| Hello. I've searched for this issue, found a few similar threads, but no
clear solution. Have tried a few things myself, which I will try to explain.
Please forgive me, I'm not a techie, and the 12 hours I spent yesterday trying
to do this was my first time using WINHTTrack, so my explanation/terminology
might be innacurate.
I expected to get an offline copy of a full website, which would allow me to
browse/navigate through the entire website, including all of its internal
pages and possibly external links if I had an active internet connection at
the time? Less confident about the external links.

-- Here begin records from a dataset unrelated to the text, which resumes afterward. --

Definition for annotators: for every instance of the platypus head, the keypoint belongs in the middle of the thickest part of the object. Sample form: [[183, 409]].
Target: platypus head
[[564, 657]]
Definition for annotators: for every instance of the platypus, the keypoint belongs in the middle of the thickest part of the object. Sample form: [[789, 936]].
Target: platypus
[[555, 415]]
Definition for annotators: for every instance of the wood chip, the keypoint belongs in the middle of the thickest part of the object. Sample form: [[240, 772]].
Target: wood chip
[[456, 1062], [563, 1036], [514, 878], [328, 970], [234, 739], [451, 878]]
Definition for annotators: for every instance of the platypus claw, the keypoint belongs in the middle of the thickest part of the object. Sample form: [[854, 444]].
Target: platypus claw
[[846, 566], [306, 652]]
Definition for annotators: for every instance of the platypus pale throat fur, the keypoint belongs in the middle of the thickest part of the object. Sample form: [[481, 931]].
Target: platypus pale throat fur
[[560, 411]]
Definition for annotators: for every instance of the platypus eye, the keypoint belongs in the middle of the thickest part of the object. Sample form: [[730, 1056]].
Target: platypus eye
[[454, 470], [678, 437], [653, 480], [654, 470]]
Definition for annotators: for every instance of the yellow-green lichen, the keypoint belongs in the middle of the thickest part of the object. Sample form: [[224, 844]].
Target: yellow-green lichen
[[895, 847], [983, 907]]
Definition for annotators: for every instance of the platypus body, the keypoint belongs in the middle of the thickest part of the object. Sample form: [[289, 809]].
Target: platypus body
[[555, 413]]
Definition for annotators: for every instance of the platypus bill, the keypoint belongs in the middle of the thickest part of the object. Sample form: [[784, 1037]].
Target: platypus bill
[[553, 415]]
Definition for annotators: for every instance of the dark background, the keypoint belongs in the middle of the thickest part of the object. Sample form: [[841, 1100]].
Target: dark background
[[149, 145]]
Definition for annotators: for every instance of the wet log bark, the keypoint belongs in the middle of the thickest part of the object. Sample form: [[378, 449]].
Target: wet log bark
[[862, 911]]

When I tried to run HTTrack, the index.html file would navigate to the
homepage, but any links or other pages I clicked on would just return an
error. The file path for these pages were different to the Base Path that I
had inputted in the GUI. I relaised that the URL for these pages did not have
a trailing slash, and therefore HTTrack seems to treat them as files, not html
pages.
I tried various attmepts using the GUI and also the command line prompts,
where I tried to force all formats using * to equal text/html.

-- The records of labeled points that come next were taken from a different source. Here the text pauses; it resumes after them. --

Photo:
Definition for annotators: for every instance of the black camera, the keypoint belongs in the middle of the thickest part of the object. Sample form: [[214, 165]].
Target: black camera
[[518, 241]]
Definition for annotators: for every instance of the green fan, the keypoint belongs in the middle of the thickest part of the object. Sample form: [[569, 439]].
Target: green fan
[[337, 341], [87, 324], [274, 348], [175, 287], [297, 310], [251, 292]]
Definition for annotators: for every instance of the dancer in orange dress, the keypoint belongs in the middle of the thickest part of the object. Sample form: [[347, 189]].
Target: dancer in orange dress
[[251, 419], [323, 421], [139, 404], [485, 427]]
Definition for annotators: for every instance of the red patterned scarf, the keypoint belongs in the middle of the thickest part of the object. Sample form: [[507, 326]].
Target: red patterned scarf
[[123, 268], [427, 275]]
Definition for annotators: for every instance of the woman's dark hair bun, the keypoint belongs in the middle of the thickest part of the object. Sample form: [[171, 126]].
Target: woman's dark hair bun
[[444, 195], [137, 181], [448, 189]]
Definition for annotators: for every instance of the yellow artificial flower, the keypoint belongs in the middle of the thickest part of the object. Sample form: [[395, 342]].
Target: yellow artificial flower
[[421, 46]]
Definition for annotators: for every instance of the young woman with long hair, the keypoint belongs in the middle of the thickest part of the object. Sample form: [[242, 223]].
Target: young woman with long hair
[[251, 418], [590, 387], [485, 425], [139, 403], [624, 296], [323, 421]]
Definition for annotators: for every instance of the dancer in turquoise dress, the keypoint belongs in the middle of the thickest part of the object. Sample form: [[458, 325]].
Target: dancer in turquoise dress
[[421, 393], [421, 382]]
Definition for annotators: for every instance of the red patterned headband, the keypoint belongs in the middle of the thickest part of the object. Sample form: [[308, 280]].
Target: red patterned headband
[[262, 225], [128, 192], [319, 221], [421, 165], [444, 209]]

For example, this page (https://waltoninstitute.ie/about/staff?filter=all)
lists all the staff. When you click each staff member you get taken to their
profile. The only way I managed to get a copy of their profile was by extract
a list of all hyperlinks from the page (by inspecting the source code) and
inputted those as the list of URLs for HTTrack, manually adding a trailing
slash to each one. This resulted in an index with separate .html files for
each of those pages. But again, not a single index.html file that would
navigate the whole site.
I have tried so many options that I'm not sure which settings to include with
this post. I set the mirroring depth to different levels, and the external
depth also. This was my last attempt, where I inputted the list of 74 URLS for
each of the staff profile pages. For pasting it here, this has been reduced to
include just 1 site, instead of the 74 I had listed:
HTTrack3.49-2+htsswf+htsjava launched on Sun, 01 Oct 2023 01:14:45 at
<https://waltoninstitute.ie/about/staff/kevin-doolin/> +*.png +*.gif +*.jpg
+*.jpeg +*.css +*.js -ad.doubleclick.net/* -mime:application/foobar
(winhttrack -qwr4%e2C2%Ps0u1%s%uN0%I0p3BaK0H0%kf2A25000%f#f -F "Mozilla/4.5
(compatible; MSIE 4.01; Windows 98)" -%F -%l "en, *"

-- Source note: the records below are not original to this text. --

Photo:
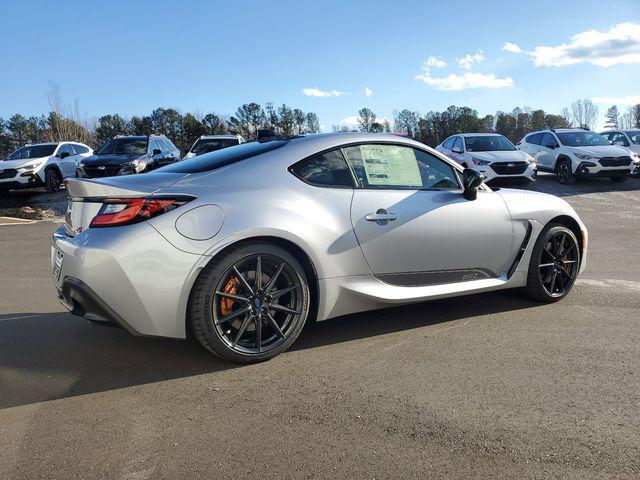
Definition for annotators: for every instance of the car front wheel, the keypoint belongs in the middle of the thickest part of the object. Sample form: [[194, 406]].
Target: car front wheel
[[250, 304], [554, 264]]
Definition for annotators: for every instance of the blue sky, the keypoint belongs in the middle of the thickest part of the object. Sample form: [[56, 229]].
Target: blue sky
[[131, 57]]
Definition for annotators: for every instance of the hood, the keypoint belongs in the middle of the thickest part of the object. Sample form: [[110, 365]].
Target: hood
[[7, 164], [504, 156], [111, 159], [602, 151]]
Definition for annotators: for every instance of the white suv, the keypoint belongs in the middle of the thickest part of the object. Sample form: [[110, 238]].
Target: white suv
[[42, 164], [492, 154], [572, 153]]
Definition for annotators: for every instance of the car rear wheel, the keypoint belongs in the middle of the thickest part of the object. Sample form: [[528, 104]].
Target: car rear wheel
[[554, 264], [52, 180], [564, 173], [250, 304]]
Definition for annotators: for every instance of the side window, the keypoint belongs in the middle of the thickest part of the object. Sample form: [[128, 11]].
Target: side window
[[66, 148], [548, 140], [325, 170], [534, 139], [399, 167]]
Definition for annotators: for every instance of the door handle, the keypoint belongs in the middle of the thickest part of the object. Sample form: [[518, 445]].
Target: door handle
[[381, 217]]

<https://waltoninstitute.ie/about/staff/kevin-doolin/> -O1 "C:\My Web
Sites\Walton Website 09302023" +*.png +*.gif +*.jpg +*.jpeg +*.css +*.js
-ad.doubleclick.net/* -mime:application/foobar -%A *=text/html )
What I'm actually trying to do is get an offline copy, as a snapshot record of
this website as it is currently: <https://waltoninstitute.ie/> I'm not
concerned with external websites, but it would be great if the links to
external sites worked when you had an internet connection.
Apologies if that is a load of gibberish! | |